– Ну, тут вы слишком далеко зашли, молодой человек, – не сдержался генерал. – Наше слово играет не последнюю роль.

– Когда бывает уже слишком поздно. У меня свое мнение на этот счет.

– И у нас тоже, – произнес генерал.

– Вопрос только в том – правильно ли оно.

– Прошу прощения?

– Вы же не будете отрицать, что в вашей профессии вера и послушание ценятся выше, чем независимость мышления. Ну а я ничему не верю. С моей точки зрения, только невежественные люди способны во что-то верить. И подчиняюсь я нечасто – только тогда, когда считаю, что приказы отдает человек, достойный уважения. Мне время от времени нравится думать самому, хотя это вам, может, и не по душе. Я хочу сказать, что послушание само по себе ничего не значит; любая собака подчинится приказу, если ее принудить к этому, а я не люблю, чтобы меня принуждали делать то, что я не считаю правильным.

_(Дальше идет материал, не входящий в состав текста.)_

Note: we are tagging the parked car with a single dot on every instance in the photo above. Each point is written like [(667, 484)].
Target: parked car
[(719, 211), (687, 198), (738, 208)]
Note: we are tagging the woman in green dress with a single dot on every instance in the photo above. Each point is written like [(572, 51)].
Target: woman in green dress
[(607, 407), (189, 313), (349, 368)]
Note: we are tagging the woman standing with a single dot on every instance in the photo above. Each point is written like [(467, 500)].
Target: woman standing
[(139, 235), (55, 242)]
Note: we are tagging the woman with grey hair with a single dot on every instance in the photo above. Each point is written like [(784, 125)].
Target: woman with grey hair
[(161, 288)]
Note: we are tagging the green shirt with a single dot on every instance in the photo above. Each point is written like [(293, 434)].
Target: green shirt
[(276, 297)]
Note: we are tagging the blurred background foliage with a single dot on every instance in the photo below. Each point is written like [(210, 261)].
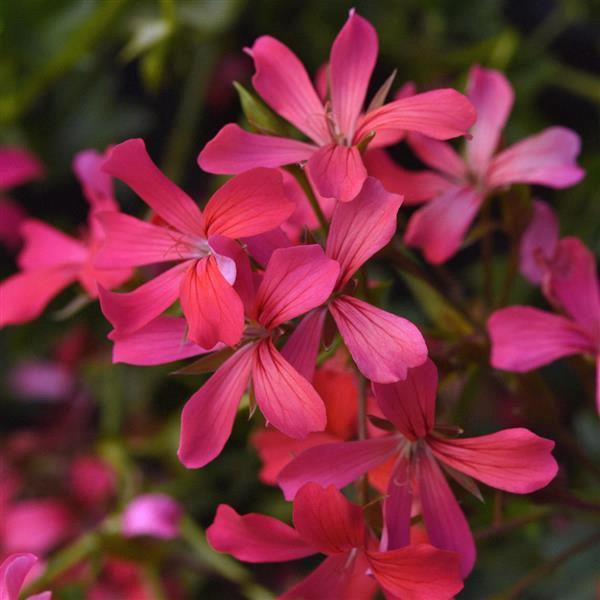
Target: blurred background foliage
[(78, 74)]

И прежде чем генерал пришел в себя после этих слов, Ниенхаген удалился.

Но для генерала дело этим не закончилось. Ему посмели возражать! Он осушил один бокал, а за ним – другой.

– Ну и манеры! Я с таким еще не сталкивался!

Воротничок генерала промок, а лицо стало багровым.

Впрочем, это могло быть и от шампанского. Он налил себе еще один бокал и встал.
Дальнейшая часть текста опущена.